L'économie française - Comptes et dossiers - Édition 2009
Downturn of activity in France
Like the other industrialised countries, France suffered from the world crisis in 2008. GDP rose by only 0.4%, compared with +2.3% in 2007. This very low mean annual growth rate masked a steep decline in the course of the year: activity took a downturn from spring onwards and in the autumn this drop was accentuated still further. Domestic demand, which had increased by almost 3% per year on average from 2004 to 2007, slowed markedly (+0.7%). Household consumer spending grew by 1.0% in 2008, compared with +2.4% in 2007. Over the last ten years, it had always increased by more than 2% per year. Total investment, which had increased markedly over the previous four years, virtually stagnated (+0.6%): household investment (excluding individual entrepreneurs) fell in 2008 for the first time since 1993 (-1.4% compared with +5.5%), general government investment well and truly collapsed ( 4.4% compared with +4.5%) and investment by non-financial companies slowed considerably (+2.6% compared with +8.7%). Furthermore, non-agricultural firms ran down their stocks, which cut growth by 0.3 of a point (after zero contribution in 2007).

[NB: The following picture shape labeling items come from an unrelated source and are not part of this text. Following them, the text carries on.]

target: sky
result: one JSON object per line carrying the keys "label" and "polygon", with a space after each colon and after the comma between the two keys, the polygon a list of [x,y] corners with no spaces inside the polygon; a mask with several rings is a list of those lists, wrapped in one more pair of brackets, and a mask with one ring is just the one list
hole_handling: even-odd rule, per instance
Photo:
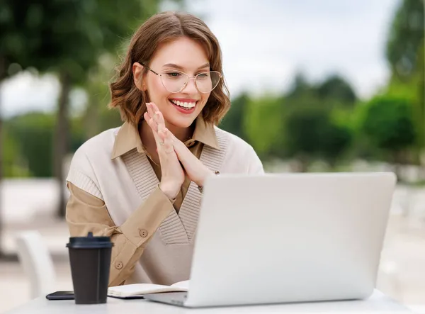
{"label": "sky", "polygon": [[[298,72],[311,82],[345,77],[368,99],[385,86],[390,71],[385,41],[400,0],[187,0],[218,38],[232,96],[290,88]],[[168,9],[166,7],[166,9]],[[59,84],[52,75],[23,72],[0,87],[0,113],[52,111]],[[78,110],[86,97],[72,96]]]}

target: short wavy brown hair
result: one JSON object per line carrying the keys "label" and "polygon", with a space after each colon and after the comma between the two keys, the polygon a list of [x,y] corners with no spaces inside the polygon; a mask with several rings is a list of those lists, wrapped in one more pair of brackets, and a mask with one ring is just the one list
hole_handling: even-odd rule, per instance
{"label": "short wavy brown hair", "polygon": [[[162,12],[149,18],[132,35],[127,55],[110,84],[110,108],[118,108],[124,121],[137,125],[146,111],[147,94],[135,85],[132,66],[147,65],[158,45],[181,37],[192,38],[205,49],[210,69],[222,74],[222,52],[217,38],[199,18],[182,12]],[[144,73],[148,71],[146,67]],[[143,75],[141,76],[142,77]],[[142,78],[141,79],[142,79]],[[206,122],[217,125],[230,108],[229,89],[224,77],[210,95],[202,115]]]}

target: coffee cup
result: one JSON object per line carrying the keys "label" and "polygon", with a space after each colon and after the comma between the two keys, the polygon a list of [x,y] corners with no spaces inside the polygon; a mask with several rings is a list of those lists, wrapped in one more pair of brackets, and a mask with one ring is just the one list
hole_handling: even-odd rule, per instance
{"label": "coffee cup", "polygon": [[106,303],[110,254],[113,243],[109,237],[72,237],[69,249],[75,303]]}

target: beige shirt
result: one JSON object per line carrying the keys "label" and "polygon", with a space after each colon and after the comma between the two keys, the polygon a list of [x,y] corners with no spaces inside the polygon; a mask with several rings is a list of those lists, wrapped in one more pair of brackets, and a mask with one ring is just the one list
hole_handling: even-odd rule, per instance
{"label": "beige shirt", "polygon": [[[263,172],[251,146],[202,118],[186,144],[212,170]],[[128,123],[89,140],[74,155],[67,221],[72,236],[91,231],[111,237],[110,286],[188,279],[200,195],[186,178],[174,207],[157,186],[160,176]]]}

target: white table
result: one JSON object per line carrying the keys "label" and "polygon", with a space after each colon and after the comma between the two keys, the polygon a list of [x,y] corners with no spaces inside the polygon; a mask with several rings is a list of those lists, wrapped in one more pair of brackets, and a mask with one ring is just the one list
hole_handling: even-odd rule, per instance
{"label": "white table", "polygon": [[320,302],[298,304],[278,304],[255,306],[233,306],[189,309],[144,300],[120,300],[108,298],[105,304],[76,305],[71,301],[47,301],[45,298],[34,299],[6,314],[198,314],[198,313],[411,313],[378,291],[366,301]]}

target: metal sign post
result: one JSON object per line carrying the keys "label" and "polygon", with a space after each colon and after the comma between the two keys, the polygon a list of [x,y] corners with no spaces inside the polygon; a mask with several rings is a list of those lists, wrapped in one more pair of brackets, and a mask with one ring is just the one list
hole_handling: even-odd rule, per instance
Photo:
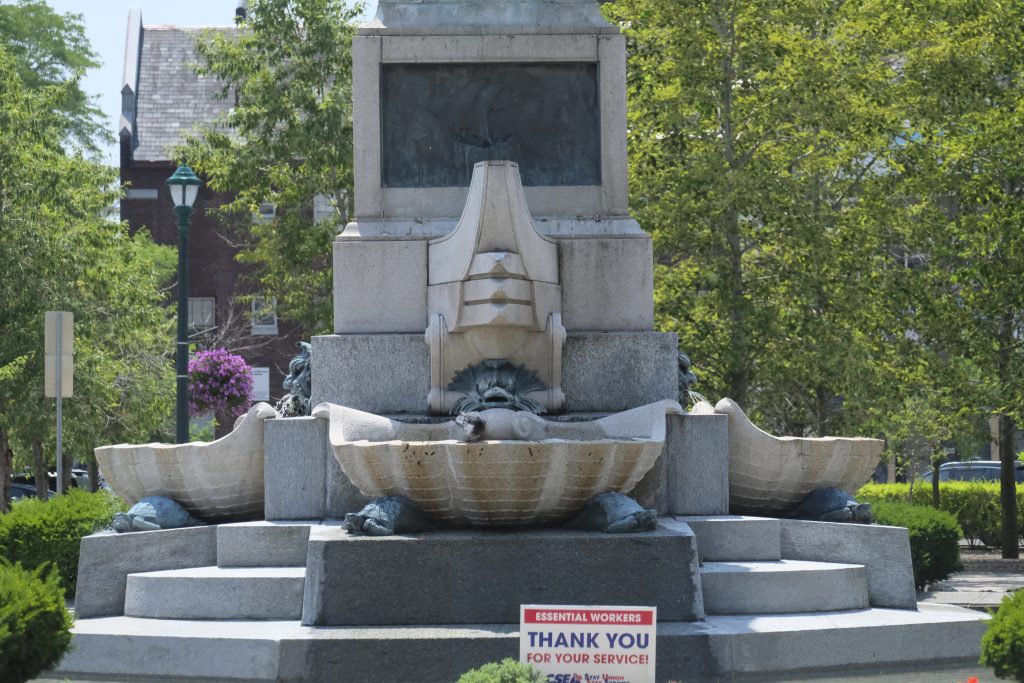
{"label": "metal sign post", "polygon": [[[63,493],[63,405],[65,396],[73,394],[75,373],[75,315],[62,310],[46,311],[45,323],[45,393],[57,402],[57,493]],[[39,482],[36,482],[39,485]],[[48,485],[48,482],[44,485]]]}

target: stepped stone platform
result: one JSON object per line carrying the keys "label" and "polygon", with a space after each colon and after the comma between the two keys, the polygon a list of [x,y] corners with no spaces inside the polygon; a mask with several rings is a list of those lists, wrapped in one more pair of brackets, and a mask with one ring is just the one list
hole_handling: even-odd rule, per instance
{"label": "stepped stone platform", "polygon": [[[810,547],[821,535],[846,556],[807,559],[833,552]],[[870,550],[867,536],[883,545]],[[104,615],[78,614],[75,647],[54,676],[297,682],[336,681],[344,671],[345,681],[451,682],[517,657],[518,600],[657,604],[659,681],[976,660],[986,615],[919,608],[911,575],[880,573],[894,554],[905,552],[909,567],[906,539],[895,527],[730,515],[662,517],[655,532],[622,537],[549,529],[369,539],[346,536],[334,519],[97,535],[83,542],[79,600],[95,605],[85,595],[113,583],[121,593],[108,587],[104,600],[120,603]],[[173,566],[155,566],[167,541],[178,548],[163,555]],[[97,573],[96,553],[127,549],[134,556],[120,555],[123,582]],[[199,564],[182,566],[189,557]],[[389,573],[392,562],[402,570]],[[225,580],[239,586],[215,588]],[[261,588],[278,606],[252,613],[239,591],[268,580],[289,588]],[[498,599],[498,587],[515,599]],[[287,616],[275,611],[286,607]]]}

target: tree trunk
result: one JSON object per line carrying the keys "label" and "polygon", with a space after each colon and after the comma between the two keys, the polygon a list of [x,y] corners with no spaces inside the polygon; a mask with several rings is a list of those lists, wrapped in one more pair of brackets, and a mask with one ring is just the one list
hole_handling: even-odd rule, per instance
{"label": "tree trunk", "polygon": [[39,439],[32,442],[32,464],[36,469],[36,496],[45,501],[50,497],[50,475],[43,457],[43,443]]}
{"label": "tree trunk", "polygon": [[[63,450],[61,449],[61,451]],[[63,493],[67,494],[69,490],[71,490],[72,457],[68,454],[67,451],[63,451],[63,453],[60,454],[60,461],[61,461],[61,472],[60,472],[61,481],[59,490],[62,490]]]}
{"label": "tree trunk", "polygon": [[7,445],[7,432],[0,429],[0,512],[10,510],[10,473],[14,467],[14,454]]}
{"label": "tree trunk", "polygon": [[1017,559],[1017,477],[1014,465],[1014,419],[1009,415],[999,416],[999,502],[1002,504],[1002,557]]}
{"label": "tree trunk", "polygon": [[89,460],[86,469],[89,470],[89,493],[95,494],[99,490],[99,465],[95,458]]}

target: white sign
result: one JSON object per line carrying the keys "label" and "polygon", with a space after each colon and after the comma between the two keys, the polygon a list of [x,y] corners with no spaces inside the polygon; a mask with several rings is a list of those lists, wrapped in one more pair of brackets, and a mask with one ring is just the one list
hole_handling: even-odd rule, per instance
{"label": "white sign", "polygon": [[253,368],[253,390],[249,397],[253,400],[270,400],[269,368]]}
{"label": "white sign", "polygon": [[654,683],[656,607],[521,605],[519,661],[549,683]]}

This massive running down was concentrated at the end of the year. The worsening of the financial crisis in the autumn did indeed prompt companies to limit their cash requirements as much as possible especially as at the same time expected demand was in decline. In addition to the slowing of domestic demand there also was the slowing of external demand. Exports fell slightly (-0.2% after +2.6%), as they were affected by the slowing of world trade. At the same time, imports improved only a little (+0.8% after +5.4%). In fact, these mean annual figures smoothed over the very violent economic reversal that occurred: between spring and summer, in the space of nine months, export and import levels dropped by 7.4 and 3.5 points respectively, in terms of quarterly variations.